That being said, I'm curious if there are other advantages to learn the MEAN stack?

3 comments

Javascript is a harder language then most web development languages when you really get into it (OOP, inheritance, scope, first class functions, callbacks, closures, compile time errors). If you go into it thinking your going to save brain power you may be in for a rude awakening.

The advantage is you can do real time async stuff a lot better then with other frameworks.

> OOP, inheritance, scope, first class functions, callbacks, closures, compile time errors

How does any of that make it harder than "most web development languages"?

> The advantage is you can do real time async stuff a lot better then with other frameworks.

How so? AFAIK, the only difference is that in Javascript you can only do async stuff, you don't really have a choice.

OOP: This is done with Functions not Classes. Inheritance: Theres at least 3 different ways of doing this, 2 of them suck again use Functions instead of Classes. Scope: Variables outside a function are global and theres no block scoping. First Class Functions: This is not something most people are used to and can become confusing Calbacks: Callback Hell, you can shoot yourself in the foot and mess up your code if you don't put extra thought keeping things organized and thinking through async/sync Closures: Theres function scoping but not block scoping, this can be confusing if you're used to block scoping Compile Time Errors: Theres very few compile time errors. If you are using a Function that requires the "new" keyword and you forget it your code will still run and all sorts of wacky things will happen.

Yes other languages have these features but they are harder in Javascript, thats why Javascript is a harder language.

Look into Meteor.js - try doing that in PHP. That's how so. And you can write Sync code if you want to.

I know all this, but I still don't think it's any harder than other languages. I have been following Meteor since the beginning, but I'm not impressed anymore to be honest. Seeing the video for the first time was quite shocking, but in the end they didn't really deliver. Using it is still a pain.

> try doing that in PHP

Meh, PHP is still the king, and it will stay there for a long time. Languages and platforms with crazy features pop up every day, but that's not enough for actually getting things done. You need a community, mature libraries, and a healthy ecosystem in general.

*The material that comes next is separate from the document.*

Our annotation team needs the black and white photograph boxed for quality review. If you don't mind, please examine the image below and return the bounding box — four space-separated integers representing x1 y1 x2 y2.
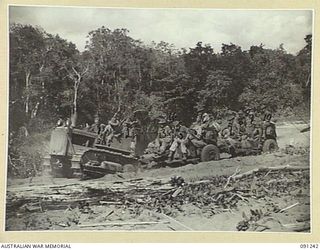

If you want something challenging try Clojure. It is by far The Best Language (tm) IMO, but you still can't even build a website with it. The only web framework available died and got separated into libraries, and everyone ends up wiring everything the way they can. Some people use Java libraries, some others reimplement everything. It's pretty messy.

Most javascript code is actually synchronous. It is the event loop (xhr requests, timers, timeouts, etc.) that is async. TLDR, some parts of the language are sync, some are async
I've just kicked off my latest project using the MEAN stack.

The main advantage for using the stack has been a huge time saving in getting the project set up. NodeJS and express is hugely flexible about how you structure your source, which can also be a downfall in the additional mental load of deciding where stuff should go. MEAN does this for you.

The disadvantage has been where I want to do things differently from how MEAN is set up. For example, MEAN uses Bootstrap v2, I wanted Bootstrap v3. It was a slight faff updating it. It would probably be harder if you eg. wanted to use MySQL instead of MongoDB.

There is still a lot that you need to learn before you will get an app fully up and running, but with MEAN you can get cracking on stuff before you know it all. I don't know anything about Grunt yet, but can still use the Grunt file provided to run the server.

Well worth using in my opinion.

It's super simple to set up. We're actually thinking of doing a Firebase version of our tutorial, as there would be no local set up (other than hosting the static files).